En 2021: Réussir sa vie, est-ce réussir ses week-ends?


Les images défilent sans fin sur mon écran. Il est 22 heures et je scrolle frénétiquement Instagram en regardant la vie des autres au lieu de vaquer à mes occupations. Ici la visite de l’expo de peinture à la mode, là le dernier cours de yoga tendance, bien évidemment, instagrammable. Plus loin les vacances en famille au pas de course, aussi reposantes qu’un doux bruit de machine à laver lancée en pleine vitesse en mode essorage lorsqu’une chaussette égarée s’est malencontreusement coincée dans le joint du hublot.

Tout à coup, c’est devenu évident. L’ambition a changé de camp.

Là où l’on aspirait gravir les échelons, avoir un poste clinquant avec un titre aussi bling bling que les pacotilles qu’on voit partout en ce moment au cou des influenceuses, ces nouvelles ménagères de moins de 50 ans, désormais on privilégie la réussite personnelle. Jusque-là, rien de neuf vous allez me dire. Les reconversions des directeurs artistiques en fromagers sont légion. Et « votre » caviste a fait HEC. Mais ce qui est étonnant c’est que dorénavant, ces mêmes codes des années 80 sont appliqués à notre vie personnelle, sommée d’être palpitante tout le temps et tous les jours, là où finalement notre job occupe la place laissée par la vie personnelle d’avant. Au second plan.

 

 

Notre vie personnelle est sommée d’être palpitante tout le temps et tous les jours, là où finalement notre job occupe la place laissée par la vie personnelle d’avant

 

Alors qu’avant on voulait tout mener de front, comme un équilibriste qui aurait un peu abusé de mojitos lors d’un happy hour à la sortie du bureau, désormais on surinvestit la sphère personnelle au point de vouloir devenir son propre « Chief Happiness Manager », ce salarié à qui incombe la mission d’assurer le bonheur au travail de ses collègues afin de s’assurer de leur productivité. Nous sommes entrés dans l’ère de la startupisation de notre vie privée, pour gérer nos amis en mode agile en leur pitchant une proposition de verre ou en essayant de disrupter le brunch dominical afin qu’il devienne scalable. Lorsqu’il est question de caler un dîner, nous ne sommes pas loin de nous lancer dans la réalisation d’un diagramme de Gantt afin de gérer la réservation mais aussi de synchroniser les emplois du temps de tous. Le tout en essayant de faire du lean management avec nos enfants pour les transférer à la business unit des grands-parents

Nous n’en oublions pas pour autant le strass et les paillettes, comme les projecteurs habillent de lumières les keynotes. Car cette nouvelle ère show-off se décline aujourd’hui verticalement, en stories. Des hôtels pour travailler, aux restos ou vernissages « où il faut aller », à cette salle de sport, symbole de la réussite sociale que l’on s’empresse d’afficher, en passant par cette vie de maman qui se veut parfaite et menée tambour battant comme un projet sur slack avec rétro planning et échéanciers sur trois mois, voyages et sorties familiales. Là où l’on voulait tout en même temps (le job et la vie perso, les deux), la vie privée tend désormais à l’emporter. Au moins sur les réseaux hors LinkedIn

 

Finalement, c’est un nouveau modèle de réussite qui se substitue au précédent. Et notre vie personnelle est devenue aussi caricaturale que les symboles de réussite professionnelle des années 80

 

Peu importe le travail exercé, il peut rester dans l’ombre s’il n’est pas source d’admiration, ce qui compte n’est pas tant ce que vous faites que la manière dont vous investissez votre temps libre. Et à ce titre, pas question d’être relégués en seconde ligue dans cette folle course aux égos. Ce temps vacant est devenu un fulltime job, interdiction de « sortir du game » d’Instagram sous peine de déclassement “social.
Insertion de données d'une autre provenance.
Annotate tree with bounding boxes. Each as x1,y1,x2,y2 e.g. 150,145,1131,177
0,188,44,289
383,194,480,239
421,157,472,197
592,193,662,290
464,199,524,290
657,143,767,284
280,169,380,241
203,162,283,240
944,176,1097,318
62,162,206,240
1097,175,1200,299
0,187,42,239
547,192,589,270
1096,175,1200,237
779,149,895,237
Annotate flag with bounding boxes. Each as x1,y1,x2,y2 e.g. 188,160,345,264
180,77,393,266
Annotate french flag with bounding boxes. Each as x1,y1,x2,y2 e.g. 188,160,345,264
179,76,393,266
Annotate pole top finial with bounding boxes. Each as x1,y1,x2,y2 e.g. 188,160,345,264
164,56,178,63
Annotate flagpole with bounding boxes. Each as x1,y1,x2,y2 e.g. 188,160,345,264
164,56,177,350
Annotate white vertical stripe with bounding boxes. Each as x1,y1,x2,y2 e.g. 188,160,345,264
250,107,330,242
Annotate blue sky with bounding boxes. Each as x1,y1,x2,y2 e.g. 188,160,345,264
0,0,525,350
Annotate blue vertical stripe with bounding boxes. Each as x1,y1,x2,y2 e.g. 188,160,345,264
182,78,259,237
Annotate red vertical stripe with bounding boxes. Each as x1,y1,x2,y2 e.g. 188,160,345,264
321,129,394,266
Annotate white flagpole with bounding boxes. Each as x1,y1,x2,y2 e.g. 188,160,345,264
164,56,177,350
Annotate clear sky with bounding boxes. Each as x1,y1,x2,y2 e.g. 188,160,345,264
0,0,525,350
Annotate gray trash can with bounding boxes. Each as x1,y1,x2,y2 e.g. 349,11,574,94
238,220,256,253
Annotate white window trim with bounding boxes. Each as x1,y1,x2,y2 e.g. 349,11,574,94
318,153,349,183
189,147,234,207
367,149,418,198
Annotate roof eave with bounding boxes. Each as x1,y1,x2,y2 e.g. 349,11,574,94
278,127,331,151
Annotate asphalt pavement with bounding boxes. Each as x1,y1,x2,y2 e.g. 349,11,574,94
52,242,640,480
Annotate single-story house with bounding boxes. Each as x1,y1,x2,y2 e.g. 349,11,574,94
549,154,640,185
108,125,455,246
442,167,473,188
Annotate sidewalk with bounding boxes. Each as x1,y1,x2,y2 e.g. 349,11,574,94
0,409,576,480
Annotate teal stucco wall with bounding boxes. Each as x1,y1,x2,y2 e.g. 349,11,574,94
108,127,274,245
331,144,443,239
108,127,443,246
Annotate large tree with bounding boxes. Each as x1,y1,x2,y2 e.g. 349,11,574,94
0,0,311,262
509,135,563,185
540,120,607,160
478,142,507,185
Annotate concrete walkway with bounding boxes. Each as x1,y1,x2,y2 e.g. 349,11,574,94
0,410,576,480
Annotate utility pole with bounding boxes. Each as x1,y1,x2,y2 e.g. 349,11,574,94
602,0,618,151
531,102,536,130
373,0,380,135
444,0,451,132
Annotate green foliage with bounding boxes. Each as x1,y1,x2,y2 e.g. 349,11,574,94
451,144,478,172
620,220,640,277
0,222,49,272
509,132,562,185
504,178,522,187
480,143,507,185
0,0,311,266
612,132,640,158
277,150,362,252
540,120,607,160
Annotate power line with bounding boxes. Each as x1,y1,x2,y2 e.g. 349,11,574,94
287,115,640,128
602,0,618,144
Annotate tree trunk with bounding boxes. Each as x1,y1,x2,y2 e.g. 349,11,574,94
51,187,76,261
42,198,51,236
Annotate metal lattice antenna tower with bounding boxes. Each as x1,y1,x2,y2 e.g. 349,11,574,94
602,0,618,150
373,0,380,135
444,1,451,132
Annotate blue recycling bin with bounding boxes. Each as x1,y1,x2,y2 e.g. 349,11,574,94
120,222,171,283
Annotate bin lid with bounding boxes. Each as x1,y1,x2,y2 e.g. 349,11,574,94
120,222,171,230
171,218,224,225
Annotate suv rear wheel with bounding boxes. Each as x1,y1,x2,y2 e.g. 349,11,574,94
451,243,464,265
Finalement, c’est un nouveau modèle de réussite qui se substitue au précédent. Et notre vie personnelle est devenue aussi caricaturale que les symboles de réussite professionnelle des années 80. Il serait peut-être temps de repartir à la conquête de notre temps libre avec pour seule et unique ambition de nous… reposer… Disruptif, je sais.